Thanks for your encouragement. I know I'm recovering quite well from GCA and PMR, but still feel I've been treated a bit shabbily. I'm psyching myself up to tackle them and I'll let you know what happens. By the way should I start by writing to the consultant or approach PALS?
I'll have to start the campaign next week as I managed to pick up a bug somewhere along the line (a bad cold with gastric symptoms and definitely not covid), so I'm dealing with that as well as recovering from the kidney emergency!
It isn't over until the fat lady sings - and the same applies in GCA, not gone until it is gone.
Depends how kind you are feeling I suppose - PALS seem to be quite good for some things but they have no teeth when push comes to shove. Copy them both in to your missive? Include the CEO "for information" perhaps?
I do appreciate the problems that Covid introduced. I do understand it isn't the NHS's fault that Brexit sent a lot of people home. But those of us who didn't make a noise have been very neglected for 2 years - and it is beginning to look a bit as if "they've been fine so we'll keep up the remote care and play it for all it's worth". I've seen my rheumy at least 5 times since Christmas - and he is the Regional Head of Rheumatology. I hadn't seen him for about a year - but I knew how to get help if I needed it and my GP is rheumatology trained too. You on the other hand are being expected to have gone nearly 2 years without contact - not good enough.
Hello, Marijo. I posted in a similar vein recently and I'm not in any way as poorly or in as much need as you. I have written to my rheumatology dept and on the good advice here will send a copy to my GP to inform her of what has happened and to the CEO of the hospital if I don't receive a satisfactory reply soon.When you feel better you'll be in the right mindset to do something about your concerns.
My letter was posted yesterday and I had the best night's sleep I've had in nearly three weeks! 🙂
PS. I used to live near the Whittington many years ago. As children we were enthralled by Dick Whittington's stone.
Hi I too am under Royal Free for firstly GCA now PMR I presume under Dr Stratton I too find them a bit cavalier with appointments but you can ring rheumatology dirrect and ask them to call you if any problems.i am also under gastro there as have ulcerated colitis and pancreas clinic as have cysts on the whole have been well treated.Hope you manage to get earlier app. Lately I have been adjusting meds myself !
My consultant is Dr Mangat. Yes, I know about Keith the rheumatology ''gopher'' and the nurses' number. Keith has twice given me an appointment which has subsequently been cancelled, including the one last December. I really need advice about MTX and want a face to face appointment with Dr Mangat or one of her team. Yes, I adjust my meds too, so far without disaster. I do find there's generally a welcoming atmosphere in the hospital and I've never encountered anybody who was unpleasant.
I have been under the Royal Free Dept of Immunology for treatment of my Primary Immune Deficiency (low IgG) for the past 6 years and have nothing but praise for them, a truly excellent bunch of dedicated professionals. I have 6 monthly clinic appointments which have been by phone or video for the past couple of years. I send them blood for testing every 3 months.
I wasn't criticising their ability and knowledge - but their staffing problems which are common to most of the NHS I fear. And compounded by being in London ...
Well, I can certainly add my praise for the Urology and Radiology teams after my recent experience. And the Rheumatology Department also took first class care of me when I was first diagnosed with GCA and PMR.
I've seen the good and not so good too at our local hospital. My husband has had really good care since his cancer diagnosis earlier in the year. The rheumatology dept however seems to be in chaos. Since being referred in autumn 2020 I've had one nhs appt last year and only got that because there had been a cancellation. 2 appts cancelled so nothing since last July. Was left to taper 1mg a month which if I had followed would have ended up back to square one . So I've had to do my own thing with the advice from this forum. Just hope I can still keep getting the pred on my repeat prescriptions. The NHS is excellent in some areas but in chaos in others.
It was strange after feeling so grateful for the first class treatment I received after my kidney crisis to go back to feeling so frustrated when I got the Rheumatology letter - and from the same hospital too.
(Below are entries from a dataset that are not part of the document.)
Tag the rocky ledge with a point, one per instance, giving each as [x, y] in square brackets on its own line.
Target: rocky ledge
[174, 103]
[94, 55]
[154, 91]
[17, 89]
In fact I was just about to write an email thanking the hospital when the letter arrived.
Another bit of madness is that I used to receive a regular letter reminding me to make an appointment for a blood test. The last couple of times I've had to ring the hospital to remind them to ''put me on the system'' after my GP has told me to have a blood test before my next prescription for Methotrexate.
I do worry for the people who are less articulate or literate or more intimidated by the system (or lack of one!) I'm sure many just drop out of health care.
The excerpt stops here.